Intel has confirmed a bug in some Skylake CPUs could cause them to lock up under “complex workload conditions” but noted that a fix is on the way.
The bug initially was reported only with the Core i7-6700K desktop CPU with Hyper-Threading enabled, but Intel’s confirmation seems to indicates it impacts more CPUs in the lineup.
In a post on Intel’s forums, an Intel community manager wrote: “Intel has identified an issue that potentially affects the 6th Gen Intel Core family of products. This issue only occurs under certain complex workload conditions, like those that may be encountered when running applications like Prime95. In those cases, the processor may hang or cause unpredictable system behavior. Intel has identified and released a fix and is working with external business partners to get the fix deployed through BIOS.”
The bug has apparently been stewing for weeks on forums at hardwareluxx.de and thenMersenne.org which created the software, Prime95, that is used to induce the bug.Prime95 is used to find prime numbers and is also very popular with performance and the overclocking community as a stress and performance test.
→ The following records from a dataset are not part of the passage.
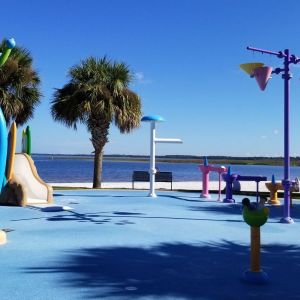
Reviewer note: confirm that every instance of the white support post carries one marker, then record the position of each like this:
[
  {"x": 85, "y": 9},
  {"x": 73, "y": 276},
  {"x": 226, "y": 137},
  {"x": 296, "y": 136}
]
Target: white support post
[
  {"x": 152, "y": 170},
  {"x": 153, "y": 140}
]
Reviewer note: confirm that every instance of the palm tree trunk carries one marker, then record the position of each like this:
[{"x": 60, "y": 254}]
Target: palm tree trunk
[
  {"x": 97, "y": 179},
  {"x": 99, "y": 128}
]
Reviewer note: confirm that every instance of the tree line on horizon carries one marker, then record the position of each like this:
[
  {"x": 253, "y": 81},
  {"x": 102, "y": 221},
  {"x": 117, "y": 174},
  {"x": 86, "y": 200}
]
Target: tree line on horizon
[{"x": 97, "y": 94}]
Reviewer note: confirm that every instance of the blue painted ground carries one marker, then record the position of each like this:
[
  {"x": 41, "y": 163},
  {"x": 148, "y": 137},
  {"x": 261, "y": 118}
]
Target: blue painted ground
[{"x": 124, "y": 245}]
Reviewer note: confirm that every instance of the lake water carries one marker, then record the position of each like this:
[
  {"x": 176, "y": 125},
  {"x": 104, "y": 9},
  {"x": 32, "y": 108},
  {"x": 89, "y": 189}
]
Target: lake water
[{"x": 76, "y": 170}]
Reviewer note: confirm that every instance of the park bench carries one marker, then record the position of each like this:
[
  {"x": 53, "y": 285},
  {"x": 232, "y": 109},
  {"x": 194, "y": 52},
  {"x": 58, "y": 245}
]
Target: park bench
[{"x": 145, "y": 177}]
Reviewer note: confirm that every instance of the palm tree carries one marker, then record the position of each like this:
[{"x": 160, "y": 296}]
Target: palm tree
[
  {"x": 19, "y": 86},
  {"x": 97, "y": 95}
]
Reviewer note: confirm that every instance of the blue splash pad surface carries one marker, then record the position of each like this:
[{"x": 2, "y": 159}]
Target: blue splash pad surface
[{"x": 125, "y": 245}]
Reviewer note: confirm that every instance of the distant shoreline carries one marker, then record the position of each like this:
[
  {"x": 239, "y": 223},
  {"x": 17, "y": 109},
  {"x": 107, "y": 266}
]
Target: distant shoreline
[{"x": 218, "y": 160}]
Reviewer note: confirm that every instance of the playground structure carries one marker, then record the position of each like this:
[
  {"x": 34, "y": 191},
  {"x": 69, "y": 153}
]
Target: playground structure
[
  {"x": 231, "y": 178},
  {"x": 262, "y": 75},
  {"x": 153, "y": 140},
  {"x": 23, "y": 186},
  {"x": 274, "y": 187},
  {"x": 19, "y": 181},
  {"x": 255, "y": 218},
  {"x": 206, "y": 169}
]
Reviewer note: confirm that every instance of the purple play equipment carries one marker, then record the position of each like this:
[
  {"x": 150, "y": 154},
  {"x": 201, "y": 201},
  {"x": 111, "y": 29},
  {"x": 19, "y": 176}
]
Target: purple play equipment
[
  {"x": 257, "y": 179},
  {"x": 206, "y": 168},
  {"x": 262, "y": 79},
  {"x": 231, "y": 178}
]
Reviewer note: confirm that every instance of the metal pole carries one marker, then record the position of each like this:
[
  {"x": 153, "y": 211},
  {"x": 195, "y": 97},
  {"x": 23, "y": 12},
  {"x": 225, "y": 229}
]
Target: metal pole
[
  {"x": 152, "y": 169},
  {"x": 286, "y": 181},
  {"x": 286, "y": 77}
]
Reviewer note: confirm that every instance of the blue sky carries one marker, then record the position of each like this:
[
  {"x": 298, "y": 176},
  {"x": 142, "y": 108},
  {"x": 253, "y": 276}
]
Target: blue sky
[{"x": 185, "y": 56}]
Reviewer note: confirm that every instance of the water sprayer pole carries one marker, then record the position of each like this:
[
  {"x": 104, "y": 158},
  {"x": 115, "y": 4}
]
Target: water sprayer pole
[
  {"x": 152, "y": 170},
  {"x": 286, "y": 77}
]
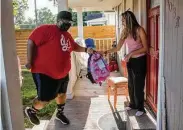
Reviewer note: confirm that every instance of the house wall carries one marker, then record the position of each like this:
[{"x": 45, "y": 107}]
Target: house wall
[
  {"x": 11, "y": 107},
  {"x": 173, "y": 63}
]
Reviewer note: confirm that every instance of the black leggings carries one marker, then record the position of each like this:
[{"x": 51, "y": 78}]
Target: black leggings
[{"x": 136, "y": 81}]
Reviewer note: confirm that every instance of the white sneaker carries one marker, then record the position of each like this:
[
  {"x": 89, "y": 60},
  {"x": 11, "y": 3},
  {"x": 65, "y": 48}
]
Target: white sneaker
[
  {"x": 128, "y": 108},
  {"x": 139, "y": 113}
]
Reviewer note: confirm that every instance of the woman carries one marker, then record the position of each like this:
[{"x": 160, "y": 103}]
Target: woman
[{"x": 134, "y": 37}]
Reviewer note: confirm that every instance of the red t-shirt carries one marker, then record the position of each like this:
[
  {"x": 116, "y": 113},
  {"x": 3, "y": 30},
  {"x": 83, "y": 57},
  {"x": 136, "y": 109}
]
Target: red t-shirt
[{"x": 52, "y": 52}]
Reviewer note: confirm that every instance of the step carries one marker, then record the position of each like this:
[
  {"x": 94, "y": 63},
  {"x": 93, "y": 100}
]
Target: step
[
  {"x": 145, "y": 122},
  {"x": 42, "y": 126}
]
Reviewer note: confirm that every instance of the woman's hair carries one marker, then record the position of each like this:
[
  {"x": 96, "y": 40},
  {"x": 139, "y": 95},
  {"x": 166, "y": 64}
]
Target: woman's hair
[{"x": 131, "y": 24}]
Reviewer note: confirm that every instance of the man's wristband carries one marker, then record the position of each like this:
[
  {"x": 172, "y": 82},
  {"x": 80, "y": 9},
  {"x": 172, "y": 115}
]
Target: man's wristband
[{"x": 86, "y": 50}]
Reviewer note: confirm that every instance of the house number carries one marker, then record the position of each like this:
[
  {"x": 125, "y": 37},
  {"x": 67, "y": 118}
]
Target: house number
[{"x": 173, "y": 9}]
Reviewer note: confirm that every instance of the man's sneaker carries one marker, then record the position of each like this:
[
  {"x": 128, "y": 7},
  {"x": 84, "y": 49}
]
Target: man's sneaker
[
  {"x": 62, "y": 118},
  {"x": 31, "y": 114}
]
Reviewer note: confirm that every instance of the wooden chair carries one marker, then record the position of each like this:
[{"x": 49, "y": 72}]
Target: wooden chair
[{"x": 113, "y": 83}]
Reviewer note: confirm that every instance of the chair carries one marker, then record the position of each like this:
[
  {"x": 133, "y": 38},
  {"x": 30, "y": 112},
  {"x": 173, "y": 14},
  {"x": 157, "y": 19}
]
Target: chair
[{"x": 113, "y": 83}]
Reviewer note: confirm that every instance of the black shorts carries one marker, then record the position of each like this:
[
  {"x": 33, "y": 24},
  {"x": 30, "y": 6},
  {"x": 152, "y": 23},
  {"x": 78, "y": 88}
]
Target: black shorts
[{"x": 48, "y": 88}]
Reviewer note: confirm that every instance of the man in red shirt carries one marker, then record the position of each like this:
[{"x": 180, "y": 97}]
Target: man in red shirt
[{"x": 48, "y": 57}]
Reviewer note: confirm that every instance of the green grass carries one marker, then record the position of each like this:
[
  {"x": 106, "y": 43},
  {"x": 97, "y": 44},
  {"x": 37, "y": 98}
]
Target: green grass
[{"x": 28, "y": 92}]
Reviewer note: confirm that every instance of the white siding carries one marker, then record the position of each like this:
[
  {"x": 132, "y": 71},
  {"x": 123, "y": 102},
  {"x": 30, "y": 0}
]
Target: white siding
[{"x": 173, "y": 67}]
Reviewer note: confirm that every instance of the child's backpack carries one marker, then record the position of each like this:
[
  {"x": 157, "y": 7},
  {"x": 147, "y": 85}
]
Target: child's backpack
[{"x": 98, "y": 68}]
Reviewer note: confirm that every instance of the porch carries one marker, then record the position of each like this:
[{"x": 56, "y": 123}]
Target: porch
[
  {"x": 91, "y": 110},
  {"x": 91, "y": 100}
]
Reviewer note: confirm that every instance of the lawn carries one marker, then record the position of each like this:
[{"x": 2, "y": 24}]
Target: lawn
[{"x": 28, "y": 92}]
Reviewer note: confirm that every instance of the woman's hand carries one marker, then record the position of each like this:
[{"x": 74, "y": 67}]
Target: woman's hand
[{"x": 127, "y": 57}]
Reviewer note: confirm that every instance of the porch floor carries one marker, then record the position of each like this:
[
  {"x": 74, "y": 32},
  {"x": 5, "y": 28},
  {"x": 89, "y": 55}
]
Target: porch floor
[{"x": 88, "y": 106}]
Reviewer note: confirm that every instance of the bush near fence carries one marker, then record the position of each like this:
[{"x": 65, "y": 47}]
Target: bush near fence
[{"x": 103, "y": 36}]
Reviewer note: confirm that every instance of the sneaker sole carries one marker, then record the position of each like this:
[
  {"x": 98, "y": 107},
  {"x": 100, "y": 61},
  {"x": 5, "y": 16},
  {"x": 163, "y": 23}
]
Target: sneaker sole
[
  {"x": 61, "y": 121},
  {"x": 29, "y": 117}
]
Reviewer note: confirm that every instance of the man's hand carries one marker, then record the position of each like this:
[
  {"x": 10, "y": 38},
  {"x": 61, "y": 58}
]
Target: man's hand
[
  {"x": 90, "y": 50},
  {"x": 28, "y": 65}
]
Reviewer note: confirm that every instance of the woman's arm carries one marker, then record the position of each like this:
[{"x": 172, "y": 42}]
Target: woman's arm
[{"x": 143, "y": 38}]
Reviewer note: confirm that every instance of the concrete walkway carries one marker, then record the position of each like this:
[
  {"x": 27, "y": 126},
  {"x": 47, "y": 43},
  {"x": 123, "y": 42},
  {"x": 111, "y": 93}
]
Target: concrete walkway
[{"x": 88, "y": 106}]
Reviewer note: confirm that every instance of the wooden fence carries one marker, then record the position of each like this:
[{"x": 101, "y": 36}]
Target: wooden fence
[{"x": 103, "y": 36}]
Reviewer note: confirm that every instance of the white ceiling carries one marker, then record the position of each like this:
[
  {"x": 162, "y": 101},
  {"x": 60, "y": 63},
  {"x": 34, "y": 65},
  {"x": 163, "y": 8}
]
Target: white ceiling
[{"x": 94, "y": 5}]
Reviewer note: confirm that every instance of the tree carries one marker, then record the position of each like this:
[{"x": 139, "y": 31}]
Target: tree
[
  {"x": 45, "y": 16},
  {"x": 19, "y": 7}
]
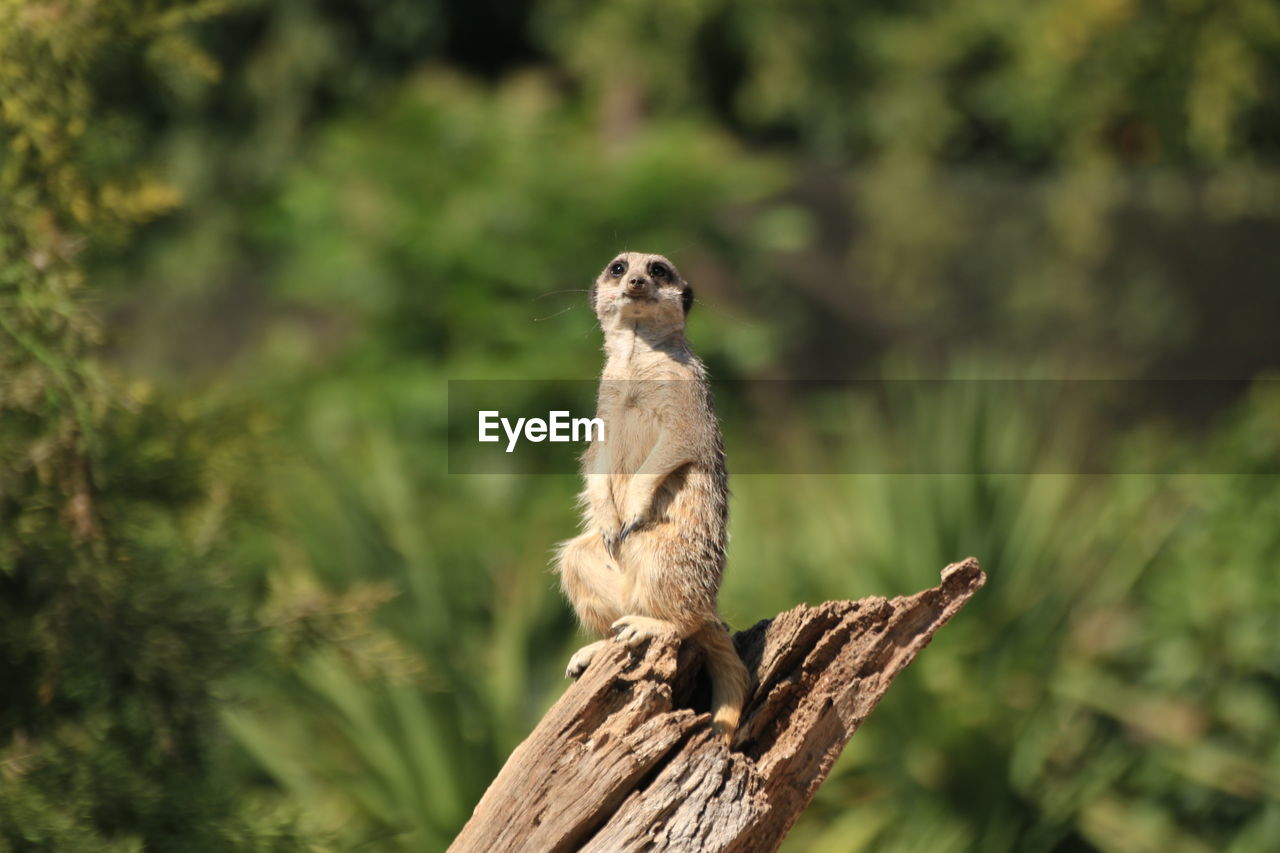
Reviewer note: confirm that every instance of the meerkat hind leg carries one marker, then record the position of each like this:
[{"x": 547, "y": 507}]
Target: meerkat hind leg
[
  {"x": 583, "y": 658},
  {"x": 634, "y": 629}
]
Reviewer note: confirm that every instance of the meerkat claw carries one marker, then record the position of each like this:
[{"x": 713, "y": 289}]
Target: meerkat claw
[
  {"x": 634, "y": 630},
  {"x": 581, "y": 660}
]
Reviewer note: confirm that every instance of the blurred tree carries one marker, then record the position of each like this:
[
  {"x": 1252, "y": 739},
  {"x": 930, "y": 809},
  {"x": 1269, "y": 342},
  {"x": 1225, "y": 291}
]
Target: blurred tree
[{"x": 117, "y": 625}]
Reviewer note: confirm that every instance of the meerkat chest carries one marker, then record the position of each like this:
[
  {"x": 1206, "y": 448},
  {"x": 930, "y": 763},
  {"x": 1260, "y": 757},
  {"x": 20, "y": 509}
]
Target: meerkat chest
[{"x": 631, "y": 411}]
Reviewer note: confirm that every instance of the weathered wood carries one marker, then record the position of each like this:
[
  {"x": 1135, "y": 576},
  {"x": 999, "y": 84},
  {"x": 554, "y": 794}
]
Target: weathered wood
[{"x": 626, "y": 760}]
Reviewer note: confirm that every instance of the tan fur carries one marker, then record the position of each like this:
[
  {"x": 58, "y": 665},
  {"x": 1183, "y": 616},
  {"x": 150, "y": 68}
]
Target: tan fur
[{"x": 652, "y": 555}]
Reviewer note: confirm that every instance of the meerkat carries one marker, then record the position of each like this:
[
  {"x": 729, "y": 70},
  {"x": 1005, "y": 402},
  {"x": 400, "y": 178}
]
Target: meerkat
[{"x": 656, "y": 501}]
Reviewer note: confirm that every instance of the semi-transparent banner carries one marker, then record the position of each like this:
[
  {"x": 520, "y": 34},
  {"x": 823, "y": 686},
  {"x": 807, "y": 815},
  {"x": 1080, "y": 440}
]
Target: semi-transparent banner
[{"x": 864, "y": 427}]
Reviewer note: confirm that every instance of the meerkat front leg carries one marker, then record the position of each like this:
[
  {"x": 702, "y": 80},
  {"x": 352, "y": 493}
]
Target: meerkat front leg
[
  {"x": 604, "y": 512},
  {"x": 667, "y": 455}
]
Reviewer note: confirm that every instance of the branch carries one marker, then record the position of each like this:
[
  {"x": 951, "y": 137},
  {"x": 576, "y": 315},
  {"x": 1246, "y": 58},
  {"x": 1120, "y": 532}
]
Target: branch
[{"x": 626, "y": 760}]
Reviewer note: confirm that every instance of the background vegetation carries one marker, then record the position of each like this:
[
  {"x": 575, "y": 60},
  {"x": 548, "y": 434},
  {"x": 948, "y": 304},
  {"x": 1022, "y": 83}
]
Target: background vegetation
[{"x": 243, "y": 246}]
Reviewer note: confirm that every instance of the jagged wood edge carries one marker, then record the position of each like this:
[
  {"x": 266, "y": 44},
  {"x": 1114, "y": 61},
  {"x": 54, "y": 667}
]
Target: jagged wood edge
[{"x": 622, "y": 763}]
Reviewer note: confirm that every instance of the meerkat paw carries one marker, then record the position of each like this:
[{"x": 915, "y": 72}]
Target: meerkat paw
[
  {"x": 634, "y": 630},
  {"x": 581, "y": 660}
]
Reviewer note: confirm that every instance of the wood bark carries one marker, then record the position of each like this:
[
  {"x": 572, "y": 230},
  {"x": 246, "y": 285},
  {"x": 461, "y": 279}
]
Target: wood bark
[{"x": 626, "y": 760}]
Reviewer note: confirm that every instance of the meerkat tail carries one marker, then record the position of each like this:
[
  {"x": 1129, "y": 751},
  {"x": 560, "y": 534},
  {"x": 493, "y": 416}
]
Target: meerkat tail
[{"x": 728, "y": 678}]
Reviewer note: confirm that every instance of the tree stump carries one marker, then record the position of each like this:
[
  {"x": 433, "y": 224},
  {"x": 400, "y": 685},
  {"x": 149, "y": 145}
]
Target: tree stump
[{"x": 626, "y": 758}]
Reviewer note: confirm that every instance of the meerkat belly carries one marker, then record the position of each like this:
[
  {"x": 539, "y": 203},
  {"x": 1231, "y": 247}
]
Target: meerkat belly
[{"x": 634, "y": 433}]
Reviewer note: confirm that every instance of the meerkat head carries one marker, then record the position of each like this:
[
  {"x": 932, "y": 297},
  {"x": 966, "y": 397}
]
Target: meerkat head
[{"x": 641, "y": 288}]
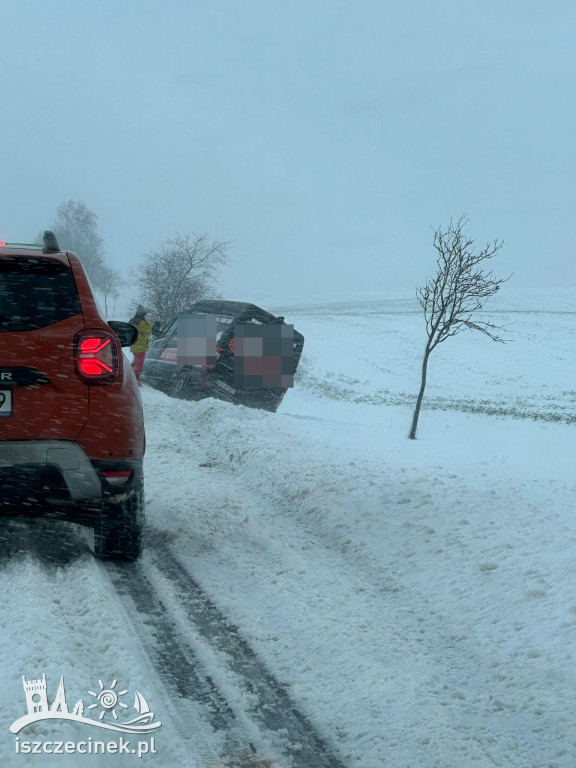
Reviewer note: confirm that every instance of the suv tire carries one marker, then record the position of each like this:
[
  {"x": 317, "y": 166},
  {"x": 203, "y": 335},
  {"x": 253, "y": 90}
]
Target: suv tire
[{"x": 118, "y": 531}]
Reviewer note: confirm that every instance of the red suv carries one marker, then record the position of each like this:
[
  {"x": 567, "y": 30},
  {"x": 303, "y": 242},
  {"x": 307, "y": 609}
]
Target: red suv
[{"x": 71, "y": 427}]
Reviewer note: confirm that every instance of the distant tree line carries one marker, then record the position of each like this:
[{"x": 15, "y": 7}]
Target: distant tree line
[{"x": 181, "y": 271}]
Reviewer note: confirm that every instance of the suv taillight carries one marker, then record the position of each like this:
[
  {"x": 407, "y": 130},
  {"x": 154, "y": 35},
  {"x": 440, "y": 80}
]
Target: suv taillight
[{"x": 97, "y": 357}]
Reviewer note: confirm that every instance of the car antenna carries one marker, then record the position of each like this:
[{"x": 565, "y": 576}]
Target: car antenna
[{"x": 50, "y": 241}]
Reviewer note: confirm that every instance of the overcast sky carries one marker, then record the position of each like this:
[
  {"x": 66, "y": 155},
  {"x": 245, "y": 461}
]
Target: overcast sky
[{"x": 322, "y": 138}]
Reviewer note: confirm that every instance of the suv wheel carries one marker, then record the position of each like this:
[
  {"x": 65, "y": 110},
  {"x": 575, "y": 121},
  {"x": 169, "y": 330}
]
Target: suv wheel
[{"x": 118, "y": 532}]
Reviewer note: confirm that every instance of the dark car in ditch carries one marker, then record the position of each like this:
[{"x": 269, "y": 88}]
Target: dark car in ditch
[{"x": 229, "y": 350}]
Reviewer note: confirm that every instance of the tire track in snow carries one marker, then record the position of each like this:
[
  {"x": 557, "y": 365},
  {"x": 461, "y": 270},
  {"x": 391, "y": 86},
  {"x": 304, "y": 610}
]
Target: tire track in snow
[
  {"x": 273, "y": 711},
  {"x": 176, "y": 664},
  {"x": 179, "y": 668}
]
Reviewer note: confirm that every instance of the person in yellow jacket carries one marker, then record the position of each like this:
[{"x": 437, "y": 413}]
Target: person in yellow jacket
[{"x": 140, "y": 346}]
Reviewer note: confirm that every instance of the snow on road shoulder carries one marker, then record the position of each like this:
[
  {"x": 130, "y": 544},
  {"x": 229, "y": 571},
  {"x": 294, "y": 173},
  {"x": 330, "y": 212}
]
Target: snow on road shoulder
[
  {"x": 417, "y": 598},
  {"x": 60, "y": 616}
]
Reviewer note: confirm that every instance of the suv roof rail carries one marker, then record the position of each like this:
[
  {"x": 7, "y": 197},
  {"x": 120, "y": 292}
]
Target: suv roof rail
[{"x": 50, "y": 241}]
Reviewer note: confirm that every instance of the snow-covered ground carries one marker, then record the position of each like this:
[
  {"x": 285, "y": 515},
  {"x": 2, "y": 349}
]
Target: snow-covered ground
[{"x": 416, "y": 598}]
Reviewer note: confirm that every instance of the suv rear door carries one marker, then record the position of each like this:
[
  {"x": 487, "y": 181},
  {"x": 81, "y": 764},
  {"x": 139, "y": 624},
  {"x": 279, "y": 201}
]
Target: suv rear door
[{"x": 41, "y": 397}]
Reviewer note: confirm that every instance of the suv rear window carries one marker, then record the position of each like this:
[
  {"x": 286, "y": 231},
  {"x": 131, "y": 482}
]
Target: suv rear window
[{"x": 35, "y": 293}]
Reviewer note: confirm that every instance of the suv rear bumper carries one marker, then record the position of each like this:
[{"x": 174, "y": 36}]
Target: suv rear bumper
[{"x": 76, "y": 470}]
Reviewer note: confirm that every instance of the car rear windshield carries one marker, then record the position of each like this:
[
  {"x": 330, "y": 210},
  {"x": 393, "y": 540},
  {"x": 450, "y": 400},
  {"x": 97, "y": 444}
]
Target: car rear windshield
[{"x": 35, "y": 293}]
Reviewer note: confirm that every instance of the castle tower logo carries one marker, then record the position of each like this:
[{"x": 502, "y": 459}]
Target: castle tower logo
[{"x": 108, "y": 703}]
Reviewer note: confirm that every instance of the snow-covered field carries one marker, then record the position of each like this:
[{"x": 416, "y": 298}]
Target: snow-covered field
[{"x": 416, "y": 599}]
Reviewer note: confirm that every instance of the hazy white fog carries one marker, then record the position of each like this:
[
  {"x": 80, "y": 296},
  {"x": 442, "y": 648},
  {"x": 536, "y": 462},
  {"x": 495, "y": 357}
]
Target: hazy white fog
[{"x": 322, "y": 137}]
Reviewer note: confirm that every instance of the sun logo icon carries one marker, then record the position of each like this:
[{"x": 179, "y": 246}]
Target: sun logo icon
[{"x": 108, "y": 699}]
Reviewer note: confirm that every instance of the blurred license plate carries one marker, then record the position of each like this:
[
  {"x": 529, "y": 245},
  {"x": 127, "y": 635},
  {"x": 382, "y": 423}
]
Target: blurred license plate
[{"x": 5, "y": 402}]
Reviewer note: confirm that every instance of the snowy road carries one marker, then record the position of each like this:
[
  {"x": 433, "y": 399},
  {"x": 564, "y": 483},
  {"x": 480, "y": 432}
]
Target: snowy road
[{"x": 318, "y": 591}]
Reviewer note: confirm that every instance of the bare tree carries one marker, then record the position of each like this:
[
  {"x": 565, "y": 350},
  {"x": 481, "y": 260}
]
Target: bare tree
[
  {"x": 76, "y": 228},
  {"x": 182, "y": 271},
  {"x": 457, "y": 291},
  {"x": 110, "y": 284}
]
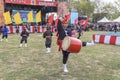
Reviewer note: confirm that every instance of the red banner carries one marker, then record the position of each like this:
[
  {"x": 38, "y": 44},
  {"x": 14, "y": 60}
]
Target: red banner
[
  {"x": 33, "y": 2},
  {"x": 45, "y": 3},
  {"x": 19, "y": 1}
]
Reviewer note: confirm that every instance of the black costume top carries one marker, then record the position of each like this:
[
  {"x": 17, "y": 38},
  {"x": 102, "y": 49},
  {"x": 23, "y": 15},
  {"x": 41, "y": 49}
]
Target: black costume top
[
  {"x": 61, "y": 31},
  {"x": 24, "y": 34}
]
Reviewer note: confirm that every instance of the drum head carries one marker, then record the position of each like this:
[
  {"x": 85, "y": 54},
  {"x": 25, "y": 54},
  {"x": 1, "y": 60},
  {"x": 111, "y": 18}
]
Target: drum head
[{"x": 66, "y": 43}]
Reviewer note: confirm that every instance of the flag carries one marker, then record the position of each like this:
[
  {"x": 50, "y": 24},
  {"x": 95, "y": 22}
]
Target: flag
[
  {"x": 50, "y": 19},
  {"x": 17, "y": 18},
  {"x": 66, "y": 18},
  {"x": 38, "y": 17},
  {"x": 30, "y": 16},
  {"x": 7, "y": 18}
]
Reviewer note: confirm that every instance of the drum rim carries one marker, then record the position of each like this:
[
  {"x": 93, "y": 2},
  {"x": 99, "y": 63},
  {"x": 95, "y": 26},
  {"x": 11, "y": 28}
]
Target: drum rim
[{"x": 64, "y": 43}]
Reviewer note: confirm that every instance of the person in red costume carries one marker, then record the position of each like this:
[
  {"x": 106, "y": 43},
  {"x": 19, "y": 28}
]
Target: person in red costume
[{"x": 62, "y": 24}]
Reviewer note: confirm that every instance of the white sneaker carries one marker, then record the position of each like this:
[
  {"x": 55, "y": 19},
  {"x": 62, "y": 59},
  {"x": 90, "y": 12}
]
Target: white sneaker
[
  {"x": 1, "y": 40},
  {"x": 20, "y": 45},
  {"x": 65, "y": 70},
  {"x": 26, "y": 45}
]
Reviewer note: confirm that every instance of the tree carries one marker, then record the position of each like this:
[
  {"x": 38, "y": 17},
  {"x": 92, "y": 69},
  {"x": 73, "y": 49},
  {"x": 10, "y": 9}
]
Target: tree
[{"x": 85, "y": 7}]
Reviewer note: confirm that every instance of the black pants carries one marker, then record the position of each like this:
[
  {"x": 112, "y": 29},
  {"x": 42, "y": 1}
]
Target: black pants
[
  {"x": 4, "y": 36},
  {"x": 79, "y": 35},
  {"x": 48, "y": 45},
  {"x": 65, "y": 56},
  {"x": 23, "y": 39}
]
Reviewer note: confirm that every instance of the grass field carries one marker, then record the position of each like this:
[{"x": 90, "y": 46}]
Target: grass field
[{"x": 99, "y": 62}]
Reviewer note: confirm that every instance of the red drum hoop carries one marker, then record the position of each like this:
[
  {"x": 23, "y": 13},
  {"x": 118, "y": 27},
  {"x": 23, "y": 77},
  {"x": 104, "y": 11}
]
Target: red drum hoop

Besides the community post, Intel also confirmed to PCWorld the existence of the bug but placed an emphasis on the word “might” because there’s no guarantee you’ll hit the bug.
“Under some complex workload conditions, like those encountered when running applications such as Prime95, the processor may hang or cause unpredictable system behavior. Intel has released a fix that resolves the issue and we are working with external business partners to deploy this fix through BIOS updates,” an Intel official told PCWorld.
This may seem like Intel’s sugar-coating it, but the bug is truly sporadic. Some people have run into it, while others can’t reproduce it. The hang sometimes occurs after minutes, sometimes hours, and others never experience the lockup.
In my own testing, I used a Skylake-based laptop with a quad-core Core i7-6820HK and didn’t experience the hangup in a few hours of testing. Many of the people who’ve reported hitting the bug are doing so with the desktop Core i7-6700K chip, though.
Why this matters: In the grand scheme of CPU “errata” or bugs, this one is fairly esoteric and really not worthy of being mentioned in the same paragraph as Intel’s infamous 1994 FDIV bug. The FDIV bug would manifest itself in Microsoft Excel spreadsheets and was serious enough that Intel recalled the CPUs to the tune of millions of dollars. The bigger bummer for PC users was when Intel couldn’t resolve a bug in its new TSX instructions, so it simply switched it off for many people. The Skylake bug can apparently be patched with a microcode fix.
How to test for the Skylake bug
Chasing down a capricious bug sounds like a good way to avoid doing something else, so here’s how to do it. Download Prime95 version 28.7 from Mersenne95 and decompress the file into a folder.
If you use the current 28.7 version, you will need to create a text file in the folder using Notepad. You can do this by right-mouse-clicking in the Prime95 folder and selecting New > Text Document. Give the text document the title “local.txt.” Once the file is created, double-click it to open with Notepad and type the line
CpuSupportsFMA3=0. Save the file in the same folder.
You have to do this because, according to the bug finders, by default the newer version of Prime95 will use AVX2 and the error appears to only occur with AVX.
Start Prime95 by double-clicking Prime95.exe. Dismiss the dialog by clicking Just Stress Testing.
A dialog box will appear to Run a Torture Test. Select Custom and change the Min FFT size (in K) to 768, and change Max FFT size (in K) to 768. Select Run FFs in-place and also set the run time to 120 minutes or longer. Clicking OK will start the Torture Test.
Now just wait and see if it locks up. Most of the problems seem to occur with the top-end desktop Core i7-6700K, but Intel seems to be implying it could occur on other CPUs.
Before you run this test, you should be aware that Prime95 puts a heavy load on CPUs. Systems that are marginal on cooling or overclocked may crash on their own, so it’s probably best to run this test on a PC with stock settings to make sure it isn’t just an unstable overclock.